Ampleur des deepfakes et responsabilité pénale
La campagne fait suite à l'utilisation abusive généralisée de personnalités publiques éminentes dans des promotions générées par intelligence artificielle, communément appelées deepfakes. En août 2026, des experts en cybersécurité de l'Autorité polonaise de surveillance financière ont identifié 20 modèles de publicités frauduleuses uniques utilisant l'effigie de Brzoska, y compris une interview fabriquée avec le journaliste Mikołaj Kunica. Les fraudeurs déploient également des vidéos et audios synthétiques reproduisant l'épouse de Brzoska, Omenaa Mensah, ainsi que Robert Lewandowski, Karol Nawrocki, Aleksander Kwaśniewski, Radosław Sikorski et l'actrice Pola Raksa.

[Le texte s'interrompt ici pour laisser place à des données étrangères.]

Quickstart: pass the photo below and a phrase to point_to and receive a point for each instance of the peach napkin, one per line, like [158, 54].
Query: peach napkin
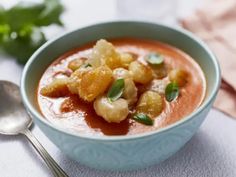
[215, 23]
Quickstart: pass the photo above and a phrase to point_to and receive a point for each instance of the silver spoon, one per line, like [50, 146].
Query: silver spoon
[14, 120]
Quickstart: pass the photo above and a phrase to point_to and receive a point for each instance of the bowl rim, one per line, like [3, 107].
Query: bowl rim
[201, 108]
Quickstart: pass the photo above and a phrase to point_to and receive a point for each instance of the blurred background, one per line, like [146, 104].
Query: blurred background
[26, 26]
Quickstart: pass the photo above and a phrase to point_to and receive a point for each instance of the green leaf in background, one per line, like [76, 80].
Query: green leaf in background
[23, 47]
[116, 90]
[51, 13]
[143, 118]
[20, 27]
[155, 59]
[171, 91]
[23, 14]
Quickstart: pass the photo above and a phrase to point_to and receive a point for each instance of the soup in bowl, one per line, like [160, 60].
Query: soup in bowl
[121, 95]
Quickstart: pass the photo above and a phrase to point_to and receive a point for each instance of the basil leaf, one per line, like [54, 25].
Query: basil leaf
[116, 90]
[20, 27]
[154, 58]
[143, 118]
[50, 14]
[171, 91]
[87, 65]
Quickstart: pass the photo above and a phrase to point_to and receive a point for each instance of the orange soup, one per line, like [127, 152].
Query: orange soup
[77, 112]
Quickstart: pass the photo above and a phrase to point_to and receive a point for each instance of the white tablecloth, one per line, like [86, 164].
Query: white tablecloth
[211, 152]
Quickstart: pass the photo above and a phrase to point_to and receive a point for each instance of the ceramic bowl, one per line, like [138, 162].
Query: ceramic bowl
[121, 152]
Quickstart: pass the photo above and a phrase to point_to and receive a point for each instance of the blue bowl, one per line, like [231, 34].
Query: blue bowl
[130, 151]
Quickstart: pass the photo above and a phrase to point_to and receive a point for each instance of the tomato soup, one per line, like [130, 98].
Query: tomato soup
[77, 115]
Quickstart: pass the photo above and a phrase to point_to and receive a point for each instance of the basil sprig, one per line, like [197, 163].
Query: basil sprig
[155, 59]
[116, 90]
[171, 91]
[86, 65]
[143, 118]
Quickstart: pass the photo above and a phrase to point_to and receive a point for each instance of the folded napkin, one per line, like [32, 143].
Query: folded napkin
[215, 23]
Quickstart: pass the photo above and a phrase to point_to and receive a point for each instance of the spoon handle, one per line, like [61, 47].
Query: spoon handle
[52, 165]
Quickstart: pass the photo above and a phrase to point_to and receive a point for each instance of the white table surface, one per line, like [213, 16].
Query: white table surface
[210, 153]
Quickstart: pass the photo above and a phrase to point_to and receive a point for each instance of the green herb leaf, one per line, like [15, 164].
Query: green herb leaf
[143, 118]
[154, 58]
[20, 27]
[86, 65]
[23, 47]
[116, 90]
[171, 91]
[50, 14]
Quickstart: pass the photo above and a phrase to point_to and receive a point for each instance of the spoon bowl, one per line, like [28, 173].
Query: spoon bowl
[15, 120]
[13, 116]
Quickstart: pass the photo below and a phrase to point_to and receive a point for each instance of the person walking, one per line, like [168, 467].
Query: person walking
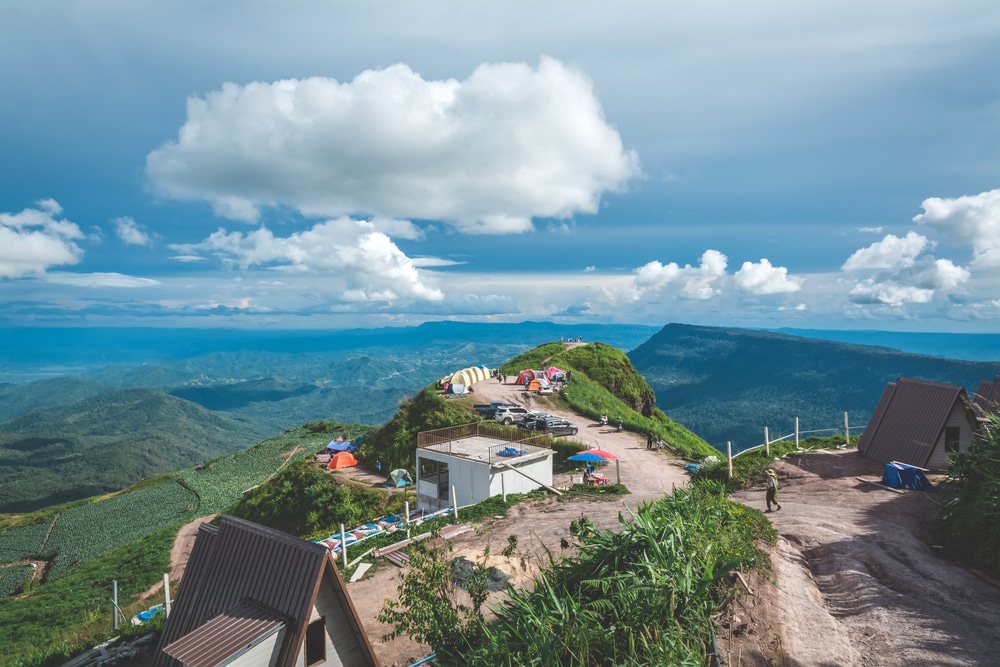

Brzoska a annoncé lors de sa conférence de presse qu'il entend poursuivre la responsabilité pénale des parties qui organisent ou facilitent des activités commerciales trompeuses sur les plateformes numériques. Les litiges concernant la gestion par Meta des arnaques basées sur l'image remontent à 2019, lorsque le milliardaire australien Andrew Forrest a poursuivi l'entreprise pour 28 000 publicités non autorisées.